Replies (26)

Not sure why it would destroy investment. Prodcuers are always looking to optimize and increase efficiency. Couple this with dimishing volatility that should come with higher capitalization of bitcoin, and people will see more value in continuing increasing production efficiency rather than just holding an asset with lesser returns netted through flat price of the asset being held.
do you run a Bitcoin business? if not, maybe take a clue from someone who does. the note says they expect to LOSE money because of Bitcoins deflationary nature. your word salad is just armchair fantasy.
"producers will become more efficient" isnt a "logical argument that stems from free market dynamics" you make it sounds like a graduate thesis. the fact is increases in efficiency will have to AT LEAST beat the rate of deflation. and as our example illustrates it isnt easy to do. Bitcoin is a deflationary SoV, why spend if you just end up with less purchasing power? inb4 "muh theoretical increases in efficiency"
Under the fiat system, standard practice, investors discount future cash flows for inflation because they know the money will be worth less later. However, with Bitcoin, the opposite happens: future purchasing power is likely higher than today’s, due to its fixed supply and increasing adoption. So instead of discounting for inflation, you apply a premium for Bitcoin’s appreciation. The result? Even if an investment returns fewer bitcoins in the future, the real buying power could be far greater. Just as we adjust for loss under inflation, we can adjust for gain under deflation. This flips the script: sound money doesn’t kill investment — it makes it more intentional, more productive, and more aligned with long-term value creation.
If we are just defining inflation and deflation based on prices of good/service going up or down, then bitcoin has inflation at least once every 4 years, HUGE inflation. I’d argue you’re more likely to spend when pricing are going down then up.
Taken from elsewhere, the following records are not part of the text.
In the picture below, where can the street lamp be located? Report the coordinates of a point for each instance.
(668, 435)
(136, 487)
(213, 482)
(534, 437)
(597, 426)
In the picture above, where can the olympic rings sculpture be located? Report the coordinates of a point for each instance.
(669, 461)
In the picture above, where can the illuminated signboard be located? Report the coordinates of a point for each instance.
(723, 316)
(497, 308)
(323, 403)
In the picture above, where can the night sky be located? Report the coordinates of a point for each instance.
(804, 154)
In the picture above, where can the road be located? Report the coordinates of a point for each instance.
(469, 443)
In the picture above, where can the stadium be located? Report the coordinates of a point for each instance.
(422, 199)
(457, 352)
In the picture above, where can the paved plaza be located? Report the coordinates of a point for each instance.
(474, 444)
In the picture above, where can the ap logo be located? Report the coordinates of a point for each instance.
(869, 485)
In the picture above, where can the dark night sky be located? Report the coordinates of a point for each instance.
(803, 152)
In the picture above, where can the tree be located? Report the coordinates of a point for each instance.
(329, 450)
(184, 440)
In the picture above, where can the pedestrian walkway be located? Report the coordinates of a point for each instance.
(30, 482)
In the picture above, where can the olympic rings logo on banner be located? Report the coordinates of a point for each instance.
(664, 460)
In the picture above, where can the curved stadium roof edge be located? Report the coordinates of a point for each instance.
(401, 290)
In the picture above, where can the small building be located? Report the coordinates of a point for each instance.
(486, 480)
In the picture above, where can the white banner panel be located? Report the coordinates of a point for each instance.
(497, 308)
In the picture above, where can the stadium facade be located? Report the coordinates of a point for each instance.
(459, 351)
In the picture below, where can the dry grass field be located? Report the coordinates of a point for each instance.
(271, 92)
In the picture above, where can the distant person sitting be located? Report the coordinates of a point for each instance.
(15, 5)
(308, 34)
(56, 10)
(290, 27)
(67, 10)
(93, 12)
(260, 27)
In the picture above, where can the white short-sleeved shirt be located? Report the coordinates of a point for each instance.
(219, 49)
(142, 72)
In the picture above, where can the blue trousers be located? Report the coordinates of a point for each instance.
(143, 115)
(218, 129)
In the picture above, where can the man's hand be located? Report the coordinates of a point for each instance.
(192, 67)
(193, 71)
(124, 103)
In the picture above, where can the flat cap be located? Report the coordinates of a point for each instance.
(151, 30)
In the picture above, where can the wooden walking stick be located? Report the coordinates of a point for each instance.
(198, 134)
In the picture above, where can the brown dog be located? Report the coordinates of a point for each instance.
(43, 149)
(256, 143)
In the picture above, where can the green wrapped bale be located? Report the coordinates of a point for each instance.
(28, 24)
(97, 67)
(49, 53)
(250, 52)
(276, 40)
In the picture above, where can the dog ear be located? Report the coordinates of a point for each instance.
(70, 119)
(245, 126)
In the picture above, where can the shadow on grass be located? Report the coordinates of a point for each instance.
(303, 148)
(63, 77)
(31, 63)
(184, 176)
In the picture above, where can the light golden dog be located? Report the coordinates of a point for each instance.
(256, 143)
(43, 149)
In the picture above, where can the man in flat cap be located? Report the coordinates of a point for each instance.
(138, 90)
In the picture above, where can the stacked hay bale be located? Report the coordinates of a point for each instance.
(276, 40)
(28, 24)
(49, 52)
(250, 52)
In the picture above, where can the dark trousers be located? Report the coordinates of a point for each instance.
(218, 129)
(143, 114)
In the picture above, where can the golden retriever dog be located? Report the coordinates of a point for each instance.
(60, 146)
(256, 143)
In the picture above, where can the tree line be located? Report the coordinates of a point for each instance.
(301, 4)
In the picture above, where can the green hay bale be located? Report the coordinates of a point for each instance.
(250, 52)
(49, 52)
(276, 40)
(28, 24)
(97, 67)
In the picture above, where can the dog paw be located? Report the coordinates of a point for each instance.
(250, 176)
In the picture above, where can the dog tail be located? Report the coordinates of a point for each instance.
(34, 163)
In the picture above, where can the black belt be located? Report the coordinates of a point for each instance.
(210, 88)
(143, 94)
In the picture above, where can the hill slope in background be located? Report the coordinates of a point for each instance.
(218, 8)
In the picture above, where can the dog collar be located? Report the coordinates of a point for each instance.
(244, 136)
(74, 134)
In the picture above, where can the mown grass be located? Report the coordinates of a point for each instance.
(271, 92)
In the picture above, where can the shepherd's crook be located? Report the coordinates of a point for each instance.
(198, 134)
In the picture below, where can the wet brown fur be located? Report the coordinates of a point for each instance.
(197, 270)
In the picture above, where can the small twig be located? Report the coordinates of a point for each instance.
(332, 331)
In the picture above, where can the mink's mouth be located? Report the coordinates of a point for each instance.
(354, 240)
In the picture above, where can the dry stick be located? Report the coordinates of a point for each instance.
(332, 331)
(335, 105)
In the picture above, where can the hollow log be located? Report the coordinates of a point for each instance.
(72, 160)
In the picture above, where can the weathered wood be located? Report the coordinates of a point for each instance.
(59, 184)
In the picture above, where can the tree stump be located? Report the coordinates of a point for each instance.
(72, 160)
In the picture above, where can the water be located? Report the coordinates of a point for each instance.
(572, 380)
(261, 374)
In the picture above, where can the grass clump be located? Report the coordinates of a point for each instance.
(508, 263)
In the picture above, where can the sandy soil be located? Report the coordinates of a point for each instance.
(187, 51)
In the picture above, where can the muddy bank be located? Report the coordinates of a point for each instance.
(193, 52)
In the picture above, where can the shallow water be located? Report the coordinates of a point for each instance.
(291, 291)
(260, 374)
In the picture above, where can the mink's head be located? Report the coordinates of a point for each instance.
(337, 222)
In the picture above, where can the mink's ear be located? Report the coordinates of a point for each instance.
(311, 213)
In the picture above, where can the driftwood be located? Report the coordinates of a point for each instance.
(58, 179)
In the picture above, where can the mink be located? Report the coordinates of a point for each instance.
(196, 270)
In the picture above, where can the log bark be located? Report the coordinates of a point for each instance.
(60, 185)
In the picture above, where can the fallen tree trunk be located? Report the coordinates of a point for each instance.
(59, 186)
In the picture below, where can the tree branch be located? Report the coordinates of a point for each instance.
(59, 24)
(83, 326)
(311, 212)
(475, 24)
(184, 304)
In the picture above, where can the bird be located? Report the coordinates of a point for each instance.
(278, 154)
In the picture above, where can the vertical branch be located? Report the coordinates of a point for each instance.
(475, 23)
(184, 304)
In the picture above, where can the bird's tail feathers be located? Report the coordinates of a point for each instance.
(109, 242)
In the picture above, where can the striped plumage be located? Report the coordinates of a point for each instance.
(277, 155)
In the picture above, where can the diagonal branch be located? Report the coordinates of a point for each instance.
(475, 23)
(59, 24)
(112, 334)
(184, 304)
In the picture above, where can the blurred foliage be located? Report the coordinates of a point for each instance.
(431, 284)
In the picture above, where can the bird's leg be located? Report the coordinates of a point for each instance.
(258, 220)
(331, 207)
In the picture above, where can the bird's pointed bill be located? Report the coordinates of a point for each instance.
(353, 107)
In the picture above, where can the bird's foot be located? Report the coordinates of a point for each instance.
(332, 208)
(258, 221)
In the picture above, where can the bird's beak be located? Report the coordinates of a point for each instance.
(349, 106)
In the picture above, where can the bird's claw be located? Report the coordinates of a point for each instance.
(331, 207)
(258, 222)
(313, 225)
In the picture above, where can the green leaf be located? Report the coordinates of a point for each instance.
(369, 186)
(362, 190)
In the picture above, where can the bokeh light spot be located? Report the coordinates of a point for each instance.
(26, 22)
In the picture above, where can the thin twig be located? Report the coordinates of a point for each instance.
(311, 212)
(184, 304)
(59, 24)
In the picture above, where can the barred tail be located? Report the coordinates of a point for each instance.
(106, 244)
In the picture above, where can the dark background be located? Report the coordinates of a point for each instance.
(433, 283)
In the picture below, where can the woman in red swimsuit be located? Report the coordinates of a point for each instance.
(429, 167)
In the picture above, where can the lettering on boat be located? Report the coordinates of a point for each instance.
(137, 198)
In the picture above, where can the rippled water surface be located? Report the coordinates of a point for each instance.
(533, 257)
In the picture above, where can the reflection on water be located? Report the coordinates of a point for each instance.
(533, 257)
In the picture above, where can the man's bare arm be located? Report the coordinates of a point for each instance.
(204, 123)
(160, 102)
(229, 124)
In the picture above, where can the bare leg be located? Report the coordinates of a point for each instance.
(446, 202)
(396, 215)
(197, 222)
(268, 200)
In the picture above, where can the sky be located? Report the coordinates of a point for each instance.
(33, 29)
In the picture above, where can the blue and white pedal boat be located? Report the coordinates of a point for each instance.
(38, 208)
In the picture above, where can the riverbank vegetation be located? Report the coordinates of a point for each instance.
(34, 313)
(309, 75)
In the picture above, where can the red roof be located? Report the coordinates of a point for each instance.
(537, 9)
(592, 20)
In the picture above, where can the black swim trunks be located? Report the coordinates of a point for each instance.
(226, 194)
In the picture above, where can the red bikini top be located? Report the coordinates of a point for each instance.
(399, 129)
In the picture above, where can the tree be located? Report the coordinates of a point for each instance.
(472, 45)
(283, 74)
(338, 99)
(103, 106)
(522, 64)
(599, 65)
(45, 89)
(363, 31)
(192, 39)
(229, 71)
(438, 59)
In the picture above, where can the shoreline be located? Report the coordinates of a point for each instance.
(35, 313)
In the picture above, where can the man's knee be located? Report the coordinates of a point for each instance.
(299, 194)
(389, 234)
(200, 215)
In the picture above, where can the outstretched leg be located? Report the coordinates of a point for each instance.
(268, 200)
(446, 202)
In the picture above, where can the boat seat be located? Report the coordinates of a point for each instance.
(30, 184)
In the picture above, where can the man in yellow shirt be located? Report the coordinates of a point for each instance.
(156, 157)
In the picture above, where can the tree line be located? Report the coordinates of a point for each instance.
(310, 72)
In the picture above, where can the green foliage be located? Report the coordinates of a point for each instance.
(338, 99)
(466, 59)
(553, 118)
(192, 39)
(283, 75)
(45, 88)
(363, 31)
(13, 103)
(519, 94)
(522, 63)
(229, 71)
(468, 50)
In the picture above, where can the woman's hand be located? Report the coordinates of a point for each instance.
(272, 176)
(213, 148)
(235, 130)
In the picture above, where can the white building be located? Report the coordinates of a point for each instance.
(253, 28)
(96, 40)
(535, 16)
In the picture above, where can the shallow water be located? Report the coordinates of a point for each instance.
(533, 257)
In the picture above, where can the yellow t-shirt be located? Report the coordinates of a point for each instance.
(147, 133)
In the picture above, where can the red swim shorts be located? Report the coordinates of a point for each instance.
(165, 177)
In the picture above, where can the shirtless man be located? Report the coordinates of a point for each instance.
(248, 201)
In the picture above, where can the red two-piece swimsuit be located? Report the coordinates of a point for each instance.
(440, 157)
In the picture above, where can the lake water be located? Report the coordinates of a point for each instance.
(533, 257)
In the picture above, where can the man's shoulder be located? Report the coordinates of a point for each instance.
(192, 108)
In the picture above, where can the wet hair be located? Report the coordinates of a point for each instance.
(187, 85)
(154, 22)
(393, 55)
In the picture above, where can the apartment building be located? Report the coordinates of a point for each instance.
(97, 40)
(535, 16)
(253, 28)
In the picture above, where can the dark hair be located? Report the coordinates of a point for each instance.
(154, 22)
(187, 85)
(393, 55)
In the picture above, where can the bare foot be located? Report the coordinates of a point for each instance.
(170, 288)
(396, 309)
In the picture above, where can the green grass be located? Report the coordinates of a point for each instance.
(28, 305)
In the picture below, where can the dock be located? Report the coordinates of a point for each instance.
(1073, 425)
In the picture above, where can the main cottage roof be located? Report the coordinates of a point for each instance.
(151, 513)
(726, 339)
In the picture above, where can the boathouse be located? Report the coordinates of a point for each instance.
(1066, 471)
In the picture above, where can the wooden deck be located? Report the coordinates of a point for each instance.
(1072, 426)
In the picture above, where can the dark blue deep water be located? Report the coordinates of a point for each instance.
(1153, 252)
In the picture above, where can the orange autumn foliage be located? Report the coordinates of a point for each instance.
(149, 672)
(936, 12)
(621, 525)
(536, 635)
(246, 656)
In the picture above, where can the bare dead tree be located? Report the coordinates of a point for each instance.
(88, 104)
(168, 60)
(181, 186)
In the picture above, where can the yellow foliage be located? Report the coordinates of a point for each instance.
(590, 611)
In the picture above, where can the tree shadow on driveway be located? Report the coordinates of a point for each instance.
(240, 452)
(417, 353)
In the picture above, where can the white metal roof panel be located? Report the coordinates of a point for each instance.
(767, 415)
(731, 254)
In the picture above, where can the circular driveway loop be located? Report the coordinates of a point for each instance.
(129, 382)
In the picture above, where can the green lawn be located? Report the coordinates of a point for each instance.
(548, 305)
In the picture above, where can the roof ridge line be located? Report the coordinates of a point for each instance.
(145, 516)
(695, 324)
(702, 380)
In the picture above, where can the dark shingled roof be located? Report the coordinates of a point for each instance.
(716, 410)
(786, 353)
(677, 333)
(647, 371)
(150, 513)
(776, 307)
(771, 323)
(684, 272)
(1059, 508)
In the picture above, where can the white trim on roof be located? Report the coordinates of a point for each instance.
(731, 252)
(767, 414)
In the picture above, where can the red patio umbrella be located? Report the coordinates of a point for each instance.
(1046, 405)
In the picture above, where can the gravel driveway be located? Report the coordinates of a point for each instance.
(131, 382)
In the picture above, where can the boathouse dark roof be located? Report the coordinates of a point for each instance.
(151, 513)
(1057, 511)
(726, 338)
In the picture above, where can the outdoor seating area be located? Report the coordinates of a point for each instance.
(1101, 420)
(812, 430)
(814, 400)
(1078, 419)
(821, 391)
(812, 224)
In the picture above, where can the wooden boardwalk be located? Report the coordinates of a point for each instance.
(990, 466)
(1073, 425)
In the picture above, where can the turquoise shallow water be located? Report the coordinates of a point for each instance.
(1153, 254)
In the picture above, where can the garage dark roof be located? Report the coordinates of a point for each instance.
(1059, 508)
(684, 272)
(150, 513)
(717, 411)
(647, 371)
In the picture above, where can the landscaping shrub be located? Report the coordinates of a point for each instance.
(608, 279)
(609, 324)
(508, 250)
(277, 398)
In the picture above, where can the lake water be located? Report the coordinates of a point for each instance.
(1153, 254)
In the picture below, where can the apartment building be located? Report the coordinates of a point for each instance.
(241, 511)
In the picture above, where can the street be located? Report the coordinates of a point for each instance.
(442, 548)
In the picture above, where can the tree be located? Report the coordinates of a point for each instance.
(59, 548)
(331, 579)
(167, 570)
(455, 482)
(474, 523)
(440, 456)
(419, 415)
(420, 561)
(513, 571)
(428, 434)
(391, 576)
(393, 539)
I spend more bitcoin when shit is cheap then when it’s expensive in bitcoin terms.
Come on now, this isn't a rocket science, just basic macroeconomics applied to an unconventional monetary environment. You said, “except in a deflationary environment the deck is stacked against you.” But that’s not how it works. As Bitcoin matures and its price becomes more stable, its appreciation slows – just like with any large, established asset. This means the return you need to justify investment goes down. Look at like risk-free rate going down. Eventually, even modest productive gains look attractive compared to just holding Bitcoin. Deflation doesn’t punish investment — it raises the bar. Only the best ideas get funded. That’s not the deck being stacked against you, it’s the market rewarding real value instead of noise.
nobody knows where equilibrium will be reached. deflationary environments penalize spenders. its just a fact. just saying "aha! but if you create value faster than then money increases it doesn't" isnt news. it just depends on details and nuance nobody knows the answer to. like "how fast is the economy growing" and "how do credit markets work on a hard money standard" so its pointless to argue about.